Thank you.
I'm so grateful for all the advice and comments I received. You all helped set me straight.
BTW I was so ashamed of myself I deleted the old post.
I posted about a month ago regarding a disagreement between my husband and I (over my job). He wanted me to quit (told me to) and I did not want to do that. I felt bad for resisting and being selfish but I liked my job, it was important to me and I was good at it.
Well, I was wrong. My husband had valid concerns about my safety and long term well-being. His stance on my job and opinions on where I worked/who I worked with were logical and supported by facts. On the other hand, i was being sensitive, defensive, and perhaps a tad prideful. Basically, I was caught up in my feelings and being driven by my ego, I wasn't aware of that at the time, though. I need to work on that. .

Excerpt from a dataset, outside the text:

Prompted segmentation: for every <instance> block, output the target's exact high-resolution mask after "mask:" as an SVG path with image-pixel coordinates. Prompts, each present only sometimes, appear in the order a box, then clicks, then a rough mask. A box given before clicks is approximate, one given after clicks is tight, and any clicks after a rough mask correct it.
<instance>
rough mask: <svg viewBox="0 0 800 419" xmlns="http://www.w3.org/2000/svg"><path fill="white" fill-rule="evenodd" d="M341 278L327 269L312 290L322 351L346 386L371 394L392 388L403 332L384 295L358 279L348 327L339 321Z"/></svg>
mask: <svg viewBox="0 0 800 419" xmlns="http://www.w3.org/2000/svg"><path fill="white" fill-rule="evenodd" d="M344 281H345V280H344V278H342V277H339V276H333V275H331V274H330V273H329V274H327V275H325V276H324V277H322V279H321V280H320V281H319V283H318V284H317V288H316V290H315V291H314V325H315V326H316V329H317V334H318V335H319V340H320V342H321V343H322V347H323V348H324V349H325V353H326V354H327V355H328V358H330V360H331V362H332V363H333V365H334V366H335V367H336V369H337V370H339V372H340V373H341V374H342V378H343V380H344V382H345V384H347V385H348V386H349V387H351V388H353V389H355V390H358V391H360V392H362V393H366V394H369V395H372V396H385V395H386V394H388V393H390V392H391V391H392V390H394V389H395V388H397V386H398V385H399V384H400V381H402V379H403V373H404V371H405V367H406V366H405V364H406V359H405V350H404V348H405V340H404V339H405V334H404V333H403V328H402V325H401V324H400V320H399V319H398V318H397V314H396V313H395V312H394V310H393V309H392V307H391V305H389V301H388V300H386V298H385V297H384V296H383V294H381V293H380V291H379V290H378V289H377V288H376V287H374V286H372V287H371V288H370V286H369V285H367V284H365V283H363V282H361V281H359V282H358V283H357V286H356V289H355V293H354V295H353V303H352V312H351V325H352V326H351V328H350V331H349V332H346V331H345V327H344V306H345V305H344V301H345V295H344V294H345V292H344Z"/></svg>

I've realized it wasn't being 'told what to do' that upset me / fueled my resistance. (I kind of like it when he gets a little bossy, confidence and assertiveness are super hot imo)
Once I got my ego in check the real feelings surfaced. I was hurt, ashamed, really sad. I felt like a failure and assumed he felt the same. I thought he was waiting for me to fail, not that he wanted it to happen but knew it was coming. (This was based on several previous conversations about my job, not one incident.) I wondered if he lost respect for me or loved me less or looked at me differently. Maybe he thought those negative experiences were my fault? The result of bad decisions or lack of intelligence. He must think I'm unable to protect myself. So, does he see me as a weak, pitiful, victim? I was positive he had no confidence in me. I felt like I'd let myself down along with everyone who believed in me or depended on me. Oh, I had so many of these thoughts. I made myself cry for hours.
Most importantly, I apologized to him for being dismissive and stubborn when he was trying to keep me safe. I told him why I was so resistant, it had nothing to do with him controlling me or anything like that. I felt compelled to prove I was strong and resilient and capable of doing hard things. People tend to assume the opposite about me. Again with my ego. I have work to do there clearly.
We talked and I let him know I I hope my job, more specifically the things that took place there, didn't change anything. I shared some of the things I was worried about and none of them had crossed his mind. He doesn't want me in a dangerous environment and believes there are other people I'm better suited to help. It's that simple.
He knows I like things a little dicey, he does too (partly why he's in law enforcement). I'll find other ways to meet that need.
Okay, I might need a trip to the psych ward now. Thanks again.